Hosts for the fete were friends of Ms. Socol–Diane von Furstenberg (a no-show), Narciso Rodriguez and Simon Doonan–all of whom are featured in the book of black-and-white photos and happen to be the holy trinity of wrap dresses, minimalist sportswear and window dressage.

After powwowing with Mr. Rodriguez and Paper Magazine’s Mickey Boardman, Mr. Doonan waxed philosophical with the Transom on the importance of being an outsider.

“It’s good to be a bit of an outlier. It’s not good to be always in, because then you get your objectivity, you keep your objectivity. It’s good to be in and it’s good to be out,” he said.

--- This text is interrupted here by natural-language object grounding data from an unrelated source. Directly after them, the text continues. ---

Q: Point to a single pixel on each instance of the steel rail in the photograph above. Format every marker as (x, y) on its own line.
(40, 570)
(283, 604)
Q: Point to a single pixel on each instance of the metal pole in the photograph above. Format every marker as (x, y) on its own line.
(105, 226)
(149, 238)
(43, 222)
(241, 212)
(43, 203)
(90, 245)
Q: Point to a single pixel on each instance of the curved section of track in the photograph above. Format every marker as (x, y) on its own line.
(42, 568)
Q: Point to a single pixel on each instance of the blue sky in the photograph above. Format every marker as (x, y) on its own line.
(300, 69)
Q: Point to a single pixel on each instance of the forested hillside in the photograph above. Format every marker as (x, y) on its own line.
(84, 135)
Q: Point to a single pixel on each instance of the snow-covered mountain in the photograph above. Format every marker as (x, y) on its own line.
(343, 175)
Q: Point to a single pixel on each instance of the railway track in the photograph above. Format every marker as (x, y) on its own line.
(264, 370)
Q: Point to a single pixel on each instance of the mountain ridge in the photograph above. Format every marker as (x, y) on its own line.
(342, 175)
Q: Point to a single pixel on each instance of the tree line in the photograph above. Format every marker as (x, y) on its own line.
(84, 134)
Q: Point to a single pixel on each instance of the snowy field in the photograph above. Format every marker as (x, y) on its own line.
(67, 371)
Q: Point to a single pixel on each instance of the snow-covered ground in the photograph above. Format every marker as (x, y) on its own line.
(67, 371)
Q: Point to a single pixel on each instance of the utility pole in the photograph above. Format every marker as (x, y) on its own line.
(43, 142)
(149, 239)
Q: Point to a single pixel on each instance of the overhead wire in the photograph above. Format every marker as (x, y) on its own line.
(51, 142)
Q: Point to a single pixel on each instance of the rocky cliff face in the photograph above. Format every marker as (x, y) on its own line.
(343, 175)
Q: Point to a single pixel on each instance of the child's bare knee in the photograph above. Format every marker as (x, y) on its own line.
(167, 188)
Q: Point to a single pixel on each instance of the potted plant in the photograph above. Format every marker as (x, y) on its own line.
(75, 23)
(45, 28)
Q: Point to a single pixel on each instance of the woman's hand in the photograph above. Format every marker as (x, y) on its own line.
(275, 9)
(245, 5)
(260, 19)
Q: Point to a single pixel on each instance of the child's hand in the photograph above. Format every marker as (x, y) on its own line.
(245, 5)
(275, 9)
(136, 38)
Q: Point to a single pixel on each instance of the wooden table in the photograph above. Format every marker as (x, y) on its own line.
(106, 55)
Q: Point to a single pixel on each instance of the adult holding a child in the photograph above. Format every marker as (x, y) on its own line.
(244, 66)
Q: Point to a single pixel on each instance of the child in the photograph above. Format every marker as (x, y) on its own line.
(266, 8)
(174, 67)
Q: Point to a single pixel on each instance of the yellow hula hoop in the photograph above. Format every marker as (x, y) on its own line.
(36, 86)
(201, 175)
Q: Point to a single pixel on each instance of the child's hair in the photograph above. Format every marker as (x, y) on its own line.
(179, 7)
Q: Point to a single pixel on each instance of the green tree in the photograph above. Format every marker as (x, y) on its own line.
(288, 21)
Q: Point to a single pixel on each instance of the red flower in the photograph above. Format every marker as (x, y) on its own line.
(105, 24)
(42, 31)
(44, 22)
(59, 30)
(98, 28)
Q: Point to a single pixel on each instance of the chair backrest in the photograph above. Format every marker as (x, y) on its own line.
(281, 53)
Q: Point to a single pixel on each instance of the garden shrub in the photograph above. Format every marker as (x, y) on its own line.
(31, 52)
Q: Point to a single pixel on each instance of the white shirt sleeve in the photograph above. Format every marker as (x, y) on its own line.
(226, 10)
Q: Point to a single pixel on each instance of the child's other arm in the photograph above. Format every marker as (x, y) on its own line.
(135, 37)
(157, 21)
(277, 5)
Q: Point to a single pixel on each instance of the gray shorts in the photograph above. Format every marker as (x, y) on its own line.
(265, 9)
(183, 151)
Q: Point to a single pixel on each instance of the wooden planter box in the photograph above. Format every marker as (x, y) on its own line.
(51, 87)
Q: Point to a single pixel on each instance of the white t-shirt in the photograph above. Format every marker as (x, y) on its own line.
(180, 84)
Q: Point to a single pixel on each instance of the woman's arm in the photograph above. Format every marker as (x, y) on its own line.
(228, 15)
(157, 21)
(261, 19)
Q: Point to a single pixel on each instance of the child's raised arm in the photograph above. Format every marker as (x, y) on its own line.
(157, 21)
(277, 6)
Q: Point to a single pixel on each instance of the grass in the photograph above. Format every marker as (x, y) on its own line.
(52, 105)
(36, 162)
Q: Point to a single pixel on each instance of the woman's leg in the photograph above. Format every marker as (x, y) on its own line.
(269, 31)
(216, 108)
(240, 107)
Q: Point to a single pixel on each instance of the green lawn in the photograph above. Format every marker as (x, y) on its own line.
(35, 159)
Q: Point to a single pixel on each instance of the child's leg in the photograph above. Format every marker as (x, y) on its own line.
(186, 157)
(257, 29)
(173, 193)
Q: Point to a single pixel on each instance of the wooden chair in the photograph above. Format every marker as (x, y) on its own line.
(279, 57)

And how might a young person infiltrate the wondrous world of fashion, we wondered?

“I think young people have become too driven and too demented too young,” said Mr. Doonan. “When I was in my twenties, I was having fun, travelling and being stupid, and being useless. Everyone’s too uptight. So my big advice to young people is: chillax.”

Chill as hell, we sauntered over to a nearby tête-à-tête, where we asked Mr. Rodriguez if he ever felt like an outsider. The sweet and soft-spoken designer seemed shocked at our implicit suggestion that the fashion industry could ever resemble Heathers-esque competition. “I think it’s very open for all people, who come here and study fashion,” said Mr. Rodriguez. “I was never locked out.”

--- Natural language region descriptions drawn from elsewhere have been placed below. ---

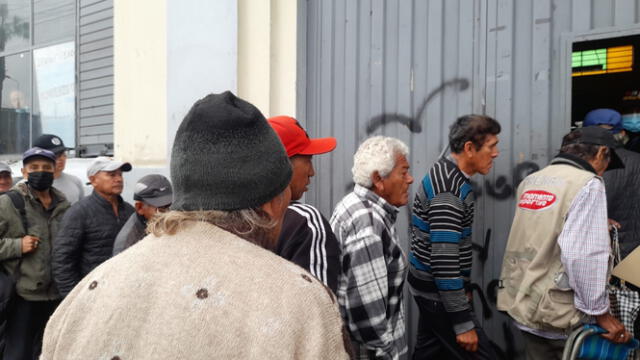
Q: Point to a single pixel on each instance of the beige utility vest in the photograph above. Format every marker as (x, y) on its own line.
(534, 287)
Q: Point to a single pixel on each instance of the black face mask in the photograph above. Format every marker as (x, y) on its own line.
(40, 180)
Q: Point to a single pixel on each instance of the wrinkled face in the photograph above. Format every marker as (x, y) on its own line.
(5, 181)
(37, 165)
(481, 160)
(107, 182)
(276, 209)
(394, 188)
(61, 162)
(302, 173)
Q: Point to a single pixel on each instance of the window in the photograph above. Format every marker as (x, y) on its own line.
(37, 68)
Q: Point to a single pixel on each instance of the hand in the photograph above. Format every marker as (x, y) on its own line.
(468, 340)
(613, 223)
(616, 331)
(29, 244)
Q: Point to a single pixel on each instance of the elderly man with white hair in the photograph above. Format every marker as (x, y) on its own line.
(373, 263)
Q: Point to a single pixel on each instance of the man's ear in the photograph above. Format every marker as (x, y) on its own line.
(469, 148)
(376, 180)
(139, 205)
(603, 151)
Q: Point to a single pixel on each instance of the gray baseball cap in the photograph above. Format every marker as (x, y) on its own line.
(103, 163)
(154, 190)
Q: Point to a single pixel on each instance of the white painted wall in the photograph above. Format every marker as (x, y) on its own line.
(140, 68)
(202, 55)
(167, 55)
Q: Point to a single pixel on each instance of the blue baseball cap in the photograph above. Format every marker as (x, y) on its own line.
(603, 116)
(38, 152)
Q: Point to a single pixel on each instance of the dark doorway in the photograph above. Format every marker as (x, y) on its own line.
(602, 72)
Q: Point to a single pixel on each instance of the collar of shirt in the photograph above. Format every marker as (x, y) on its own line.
(381, 205)
(29, 192)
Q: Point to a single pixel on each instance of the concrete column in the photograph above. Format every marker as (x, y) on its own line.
(267, 53)
(167, 55)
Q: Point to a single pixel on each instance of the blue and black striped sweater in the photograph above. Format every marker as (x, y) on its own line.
(441, 251)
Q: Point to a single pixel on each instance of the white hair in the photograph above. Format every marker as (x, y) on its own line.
(377, 153)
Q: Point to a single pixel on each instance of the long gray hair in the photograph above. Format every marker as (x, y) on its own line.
(253, 225)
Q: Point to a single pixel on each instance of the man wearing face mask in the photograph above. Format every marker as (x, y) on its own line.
(25, 252)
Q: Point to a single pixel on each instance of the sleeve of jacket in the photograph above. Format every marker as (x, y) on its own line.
(10, 247)
(367, 290)
(308, 241)
(67, 247)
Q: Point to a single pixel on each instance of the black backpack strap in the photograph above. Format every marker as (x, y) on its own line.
(18, 203)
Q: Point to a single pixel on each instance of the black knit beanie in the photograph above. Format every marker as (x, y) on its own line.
(226, 157)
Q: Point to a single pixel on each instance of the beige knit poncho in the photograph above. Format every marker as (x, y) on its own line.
(200, 294)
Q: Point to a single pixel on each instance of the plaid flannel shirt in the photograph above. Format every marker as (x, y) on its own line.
(373, 274)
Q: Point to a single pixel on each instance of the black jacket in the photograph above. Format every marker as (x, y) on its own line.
(308, 241)
(133, 231)
(623, 199)
(86, 239)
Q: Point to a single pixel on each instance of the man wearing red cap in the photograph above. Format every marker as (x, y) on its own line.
(306, 238)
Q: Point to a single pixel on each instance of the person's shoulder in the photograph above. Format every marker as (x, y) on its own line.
(306, 212)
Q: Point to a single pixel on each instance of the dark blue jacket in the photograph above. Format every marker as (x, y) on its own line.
(85, 239)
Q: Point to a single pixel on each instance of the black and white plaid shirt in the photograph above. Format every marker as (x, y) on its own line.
(373, 274)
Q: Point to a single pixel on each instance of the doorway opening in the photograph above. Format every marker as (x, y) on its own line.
(605, 73)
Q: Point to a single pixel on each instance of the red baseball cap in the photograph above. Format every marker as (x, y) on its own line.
(295, 138)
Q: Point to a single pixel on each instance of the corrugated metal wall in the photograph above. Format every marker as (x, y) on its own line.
(408, 68)
(95, 77)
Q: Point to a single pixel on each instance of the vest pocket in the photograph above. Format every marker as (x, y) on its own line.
(556, 309)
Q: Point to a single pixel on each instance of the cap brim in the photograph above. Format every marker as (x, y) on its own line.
(319, 146)
(615, 162)
(115, 165)
(58, 149)
(160, 201)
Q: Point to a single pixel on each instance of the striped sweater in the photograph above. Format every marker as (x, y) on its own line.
(441, 252)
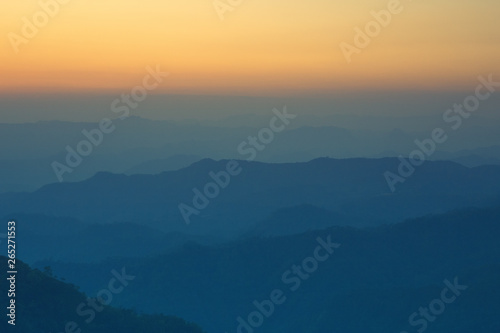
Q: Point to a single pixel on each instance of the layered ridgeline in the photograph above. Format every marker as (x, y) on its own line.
(44, 304)
(143, 213)
(437, 274)
(137, 145)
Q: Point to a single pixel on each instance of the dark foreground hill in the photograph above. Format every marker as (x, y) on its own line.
(44, 304)
(366, 280)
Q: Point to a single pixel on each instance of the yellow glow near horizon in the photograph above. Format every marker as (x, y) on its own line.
(260, 47)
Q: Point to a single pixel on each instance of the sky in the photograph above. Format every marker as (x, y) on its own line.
(261, 47)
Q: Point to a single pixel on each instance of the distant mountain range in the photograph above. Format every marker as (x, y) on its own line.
(373, 281)
(144, 146)
(142, 211)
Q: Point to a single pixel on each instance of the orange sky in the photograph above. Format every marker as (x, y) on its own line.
(271, 47)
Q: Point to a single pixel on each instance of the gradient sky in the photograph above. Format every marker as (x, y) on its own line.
(262, 47)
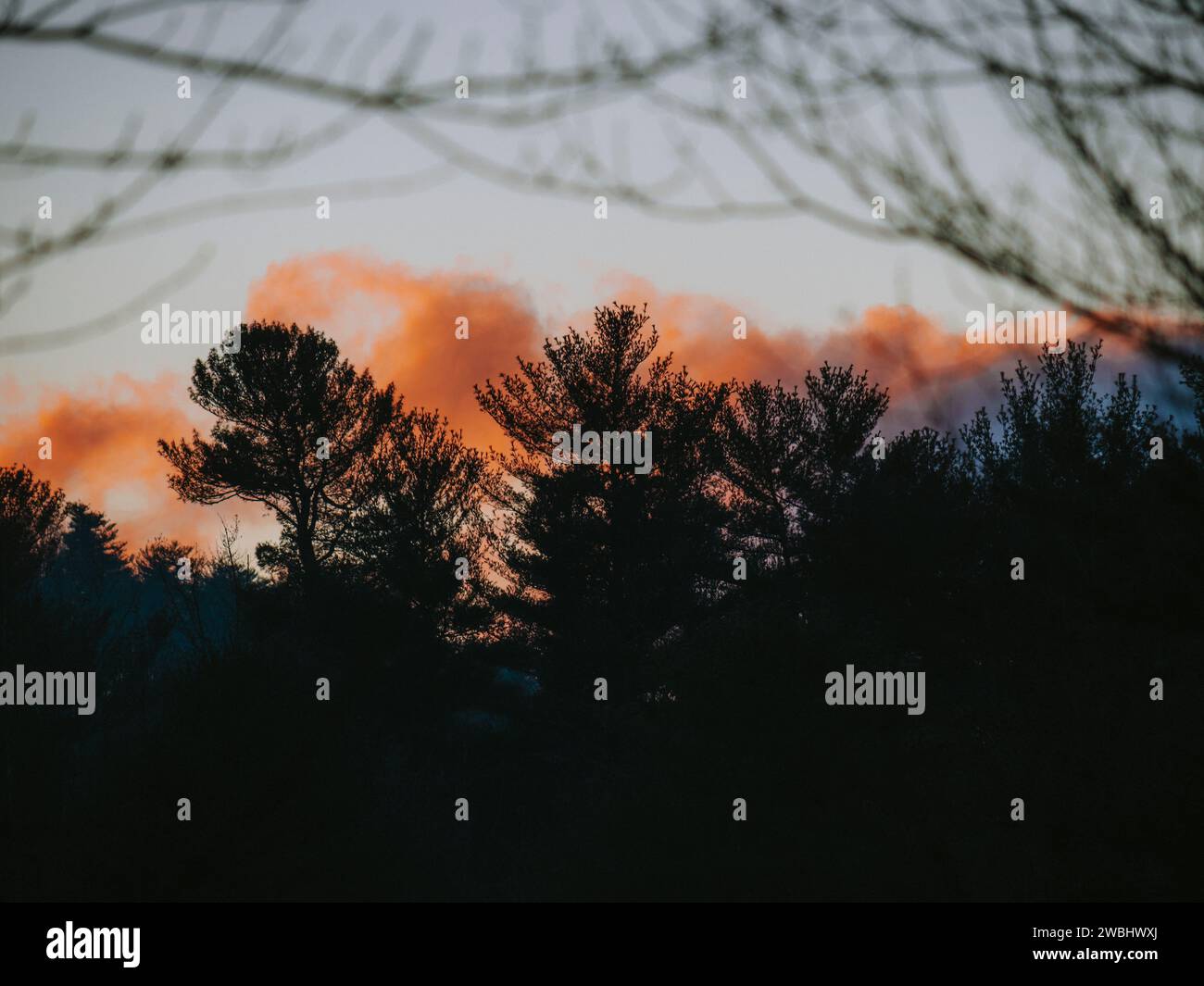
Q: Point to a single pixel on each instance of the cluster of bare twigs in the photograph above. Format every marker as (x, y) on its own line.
(1109, 124)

Just before leaving, we tracked down Thakoon Panichgul, a modern it-kid, as a companion tugged him toward the elevators. Mr. Panichgul said, “I always hung out with, like, people who are not inside. Even in college I was like, I always wanted to be on the fringe of things. I never wanted to be in the fix of everything.”

So what did the Transom learn from fashion’s cool kids? That out is in and the industry is one big happy family?

Hmm. Dubious. Although the Transom did deduce one truth: if you want to crack into the fashion world, the least you can do is dress like you belong–and if that fails, marry a luxury department store head.